/ Frame of Mind: Mental Health and the Arts Interviews

Musician and queer activist Faustina Agolley will speak with an exciting line-up of mental health experts and artists.

The sessions will be recorded and posted with a transcript on the Frame of Mind website shortly after.

Speakers

Faustina Agolley

Faustina’s work includes hosting flagship music program Video Hits, The Voice and the Sydney Gay and Lesbian Mardi Gras. She made her stage debut with Sydney Theatre Company and Melbourne Theatre Company’s co-production of the Molière award-winning play, The Father alongside theatre luminary, John Bell and toured Australia and New Zealand as Oprah Winfrey’s resident DJ her ‘An Evening with Oprah Tour’. Faustina has written on queer issues and mental health for Women of Letters (Penguin), Huffington Post, Sunday Life, Queerstories and The Wheeler Centre Gala. Faustina’s story, Sam, explores loss, grief and her African identity, and is part of the first collection of African Australian stories in Australian Letters called Growing Up African in Australia. Faustina is a graduate of Media and Communications at The University of Melbourne and Media Studies at RMIT University.

Professor Ian Hickie AM

Professor Ian Hickie is Co-Director, Health and Policy at The University of Sydney’s Brain and Mind Centre. He has led major public health and health services developments in Australia, particularly focusing on early intervention for young people with depression, suicidal thoughts and behaviours and complex mood disorders. He is active in the development through codesign, implementation and continuous evaluation of new health information and personal monitoring technologies to drive highly-personalized and measurement-based care. In an essay for the Frame of Mind publication Ian stressed the importance of the arts for our ‘mental wealth’ and of supporting artists in the maintenance of their own mental health and wellbeing.

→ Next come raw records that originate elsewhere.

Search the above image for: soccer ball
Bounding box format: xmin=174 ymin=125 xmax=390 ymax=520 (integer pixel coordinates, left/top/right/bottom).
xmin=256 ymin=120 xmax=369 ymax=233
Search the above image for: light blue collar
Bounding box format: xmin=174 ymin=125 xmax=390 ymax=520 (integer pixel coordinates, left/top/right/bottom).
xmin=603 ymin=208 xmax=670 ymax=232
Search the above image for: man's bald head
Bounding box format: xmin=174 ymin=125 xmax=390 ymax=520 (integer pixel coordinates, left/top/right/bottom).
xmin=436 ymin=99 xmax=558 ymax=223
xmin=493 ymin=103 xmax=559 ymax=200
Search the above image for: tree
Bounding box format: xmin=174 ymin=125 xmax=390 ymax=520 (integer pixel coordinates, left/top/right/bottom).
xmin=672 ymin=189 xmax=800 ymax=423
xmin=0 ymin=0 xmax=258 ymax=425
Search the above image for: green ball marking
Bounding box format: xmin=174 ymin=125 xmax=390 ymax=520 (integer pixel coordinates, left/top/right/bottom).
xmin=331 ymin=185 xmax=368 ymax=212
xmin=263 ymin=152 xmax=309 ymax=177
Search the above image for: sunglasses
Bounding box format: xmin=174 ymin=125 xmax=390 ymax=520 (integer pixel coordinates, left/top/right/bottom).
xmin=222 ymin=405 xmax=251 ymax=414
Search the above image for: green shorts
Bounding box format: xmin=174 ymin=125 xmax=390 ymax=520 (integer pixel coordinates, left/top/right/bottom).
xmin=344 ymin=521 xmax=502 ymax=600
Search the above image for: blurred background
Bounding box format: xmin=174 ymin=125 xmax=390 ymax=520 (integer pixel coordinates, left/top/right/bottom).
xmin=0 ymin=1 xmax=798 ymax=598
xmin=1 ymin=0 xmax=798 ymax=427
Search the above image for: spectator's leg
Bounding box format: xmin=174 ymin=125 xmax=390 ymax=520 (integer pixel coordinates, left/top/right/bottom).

Professor Katherine Boydell

Katherine Boydell is a Professor of Mental Health at the Black Dog Institute. She heads the Black Dog Institute’s Arts-based Knowledge Translation (AKT) Lab, an initiative through which artists collaborate with researchers, service providers, health consumers, and carers. She is also Director of Knowledge Translation for the Sydney Partnership for Health Education Research and Enterprise (SPHERE). Her research program focuses on arts-based knowledge translation – exploring use of the arts in the research process to create and disseminate research. In an essay for the Frame of Mind publication Katherine explored the difficult terrain that artists traverse when they engage with themes of mental health challenges within their work.

Tyrown Waigana

Tyrown Waigana is a Wandandi Noongar (Aboriginal) and Ait Koedhal (Torres Strait Islander) multidisciplinary artist living in Perth. Using surreal humour and wry observations he creates works that explore the intersection between myths, legends and everyday life. His diverse output spans painting, sculpture, animation and graphic design, which combines colourful abstraction with pop culture and Indigenous art references. He has created designs for the Aboriginal Health Council of Western Australia, Australian National University, First Nations Justice Campaign and in 2020 he was the winner of the prestigious NAIDOC poster competition with his work ‘Shape of land’. In the same year he published his first comic book ‘The Rest Of Your Life’s Gonna Be Shit,’ and was presented with the 2020 NAIDOC award for Perth Artist of the year.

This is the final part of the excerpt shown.